Chris writes

>Empiricism is the idealism that comes from
>restricting oneself to fragmentary empirical data.

and then

>Intervening in Sierra Leone will be extremely difficult but it is not
>primarily being done for imperialist reasons. Nor was the intervention in
>East Timor.
>
>Chris Burford
>

This is empiricism. By restricting your vision to the fragmentary evidence 
of 'peacekeeping' and selectively filtering imperialism to mean just 
'financial gain' you miss the point of these wars and interventions. The 
nexus of imperialism is its rivalry. When imperialist states go to war with 
each other the eventual victor consolidates its position in terms of their 
lesser allies and the defeated. This arrangement will last up and till the 
rivalries re-emerge and take new forms- the defeated may rebuild their 
position, productivities do not remain static, former allies may come into 
conflict over who polices particular regions etc- and eventually the 
arrangement gets re-written as the rivalries spill over into war and a new 
victor emerges.
To avoid this happening, or at least to postpone it as long as possible, the 
onus is on the victor to maintain their hegemony.

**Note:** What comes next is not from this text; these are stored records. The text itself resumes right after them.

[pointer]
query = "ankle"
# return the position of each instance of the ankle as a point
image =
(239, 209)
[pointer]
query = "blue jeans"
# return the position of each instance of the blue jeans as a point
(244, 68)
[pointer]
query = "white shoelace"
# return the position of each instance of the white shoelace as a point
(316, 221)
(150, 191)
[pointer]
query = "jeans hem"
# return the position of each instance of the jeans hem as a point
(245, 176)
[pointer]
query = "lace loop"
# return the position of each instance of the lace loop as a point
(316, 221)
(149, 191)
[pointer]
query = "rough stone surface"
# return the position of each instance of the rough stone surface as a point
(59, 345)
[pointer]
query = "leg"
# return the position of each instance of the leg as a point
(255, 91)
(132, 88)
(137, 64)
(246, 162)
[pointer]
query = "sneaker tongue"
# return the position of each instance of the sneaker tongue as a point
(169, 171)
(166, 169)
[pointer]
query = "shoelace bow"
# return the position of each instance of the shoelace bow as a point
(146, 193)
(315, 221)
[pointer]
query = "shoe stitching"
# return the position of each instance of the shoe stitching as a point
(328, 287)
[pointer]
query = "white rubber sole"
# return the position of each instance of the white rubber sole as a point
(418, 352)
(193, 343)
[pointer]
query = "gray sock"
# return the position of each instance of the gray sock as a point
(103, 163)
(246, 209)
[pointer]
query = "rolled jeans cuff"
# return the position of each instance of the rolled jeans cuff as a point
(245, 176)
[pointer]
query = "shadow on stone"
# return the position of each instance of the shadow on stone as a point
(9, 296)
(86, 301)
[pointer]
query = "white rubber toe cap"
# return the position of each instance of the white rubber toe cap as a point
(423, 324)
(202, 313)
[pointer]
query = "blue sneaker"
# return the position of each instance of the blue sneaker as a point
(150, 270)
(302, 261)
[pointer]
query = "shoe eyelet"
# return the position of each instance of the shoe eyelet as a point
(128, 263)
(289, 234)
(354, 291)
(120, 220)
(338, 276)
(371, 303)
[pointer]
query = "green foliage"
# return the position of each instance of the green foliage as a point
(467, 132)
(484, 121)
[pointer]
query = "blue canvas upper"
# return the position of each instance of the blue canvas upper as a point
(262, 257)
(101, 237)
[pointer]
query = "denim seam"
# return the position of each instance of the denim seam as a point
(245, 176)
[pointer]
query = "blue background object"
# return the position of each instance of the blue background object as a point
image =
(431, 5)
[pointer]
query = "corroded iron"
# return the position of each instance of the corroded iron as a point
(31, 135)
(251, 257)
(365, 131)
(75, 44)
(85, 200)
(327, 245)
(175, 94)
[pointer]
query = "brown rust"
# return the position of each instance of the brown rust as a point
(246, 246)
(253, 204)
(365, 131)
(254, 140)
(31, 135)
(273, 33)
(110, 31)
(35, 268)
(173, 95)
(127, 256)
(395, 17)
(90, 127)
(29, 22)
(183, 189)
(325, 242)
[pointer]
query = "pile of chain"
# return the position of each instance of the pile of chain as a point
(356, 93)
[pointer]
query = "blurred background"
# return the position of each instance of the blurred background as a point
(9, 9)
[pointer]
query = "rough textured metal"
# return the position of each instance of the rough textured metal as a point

The onus on the rivals is 
to both take part in AND challenge this hegemony. (There's a dialectic here 
Chris.)
The concrete form of this hegemony today is the UN. Its role was, is and 
will remain so until the arrangement spirals into full-blown barbarism once 
more, to maintain Pax Americana: i.e. the US as world policeman and with the 
UK as its foamin' guard dog with a fond memory of the bones of Pax 
Britannica. That this role gets played out as self-trumpeted 'peacekeeping 
missions' should not fool anyone who can see beyond the fragments.